Content Marketing: Case studies are stories — so be a storyteller
Have you ever watched a movie that was happy from beginning to end? Just sunshine and roses and everyone was happy and lovely the whole time? Probably not, but if you have, I’m sorry because it must have been terrible. Every good story needs struggle.
In a good story, no one is happy for more than a few seconds (usually at the end). Cinderella and Snow White struggle. Odysseus struggles. Snooki struggles. What engages us is our connection to the character’s feelings. We relate to them and we want the character to win.
This is why customer testimonials are powerful. People see the quote and think, “This is a real person, just like me! And look, they love this thing!” A good testimonial wonderfully illustrates why someone should buy your product, and it resonates because people relate to the customer.
3 Elements of Storytelling
A one-sentence testimonial has to hold attention for about a microsecond, so it does not have to be extremely engaging. But case studies are different. They require more commitment from the reader. If you describe how a customer needed a “new solution,” and identified your brand as a “market leader,” and now everyone is happy-happy-happy, then no one will care. No one will read it.
This is not some cockamamie theory I cooked up. Jerry Cleaver’s Immediate Fiction is a fantastic book on storytelling and writing. It outlines the three elements of every good story. Greatly simplified, they are:
- Conflict – there is a big problem
- Action – the character fights the problem
- Resolution – there is a clear ending
More-engaging case studies
Look at your case studies. Give one a good read … I bet that wasn’t very fun, right? You probably just read a list of your product features re-worked into paragraphs and sprinkled with quotes.

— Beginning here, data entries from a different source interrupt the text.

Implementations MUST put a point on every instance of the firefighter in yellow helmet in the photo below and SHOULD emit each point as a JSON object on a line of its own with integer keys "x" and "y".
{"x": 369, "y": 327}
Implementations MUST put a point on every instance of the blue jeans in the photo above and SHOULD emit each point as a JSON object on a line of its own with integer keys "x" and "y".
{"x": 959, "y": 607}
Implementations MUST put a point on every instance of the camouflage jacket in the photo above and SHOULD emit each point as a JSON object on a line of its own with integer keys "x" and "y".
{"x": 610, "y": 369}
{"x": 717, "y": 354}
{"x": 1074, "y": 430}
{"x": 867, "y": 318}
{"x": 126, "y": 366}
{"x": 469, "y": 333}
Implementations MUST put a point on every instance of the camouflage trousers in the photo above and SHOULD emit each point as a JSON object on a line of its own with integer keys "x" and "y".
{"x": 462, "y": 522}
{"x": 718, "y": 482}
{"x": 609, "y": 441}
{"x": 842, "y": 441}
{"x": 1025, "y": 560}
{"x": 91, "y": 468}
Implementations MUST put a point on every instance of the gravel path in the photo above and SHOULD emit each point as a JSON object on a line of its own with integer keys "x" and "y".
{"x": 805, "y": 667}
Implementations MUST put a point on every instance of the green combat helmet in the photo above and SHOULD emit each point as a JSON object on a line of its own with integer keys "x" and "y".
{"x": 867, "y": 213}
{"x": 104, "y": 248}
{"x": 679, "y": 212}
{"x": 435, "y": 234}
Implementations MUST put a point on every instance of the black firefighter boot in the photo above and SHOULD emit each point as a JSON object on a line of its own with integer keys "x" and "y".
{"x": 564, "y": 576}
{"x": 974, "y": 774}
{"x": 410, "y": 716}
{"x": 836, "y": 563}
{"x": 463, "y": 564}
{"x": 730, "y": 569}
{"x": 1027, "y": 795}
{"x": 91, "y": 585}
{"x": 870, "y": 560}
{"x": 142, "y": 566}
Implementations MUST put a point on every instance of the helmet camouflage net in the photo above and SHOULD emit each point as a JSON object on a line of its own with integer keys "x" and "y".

What’s great about case studies is that they fit the story model perfectly. Here’s how it works:
- Conflict – a person has a big problem
- Action – the person finds you, becomes a customer, and works to solve the problem
- Resolution – the problem is solved and the person is happy
The key here is to thoroughly describe the person (or company). Explain who they are, what they do, and what problem they have. Outline the steps they take to solve the problem. Give quotes on how they feel throughout the process. This will emotionally connect the “character” to the reader.
But don’t leave yourself out of the story. You’re the main character’s sidekick. You are the prison guard that breaks them out of jail. You are the friend that helps them leave an abusive husband. Explain how you were there every step of the way, helping to solve the problem and combating the challenges. And of course, you should always have a happy ending.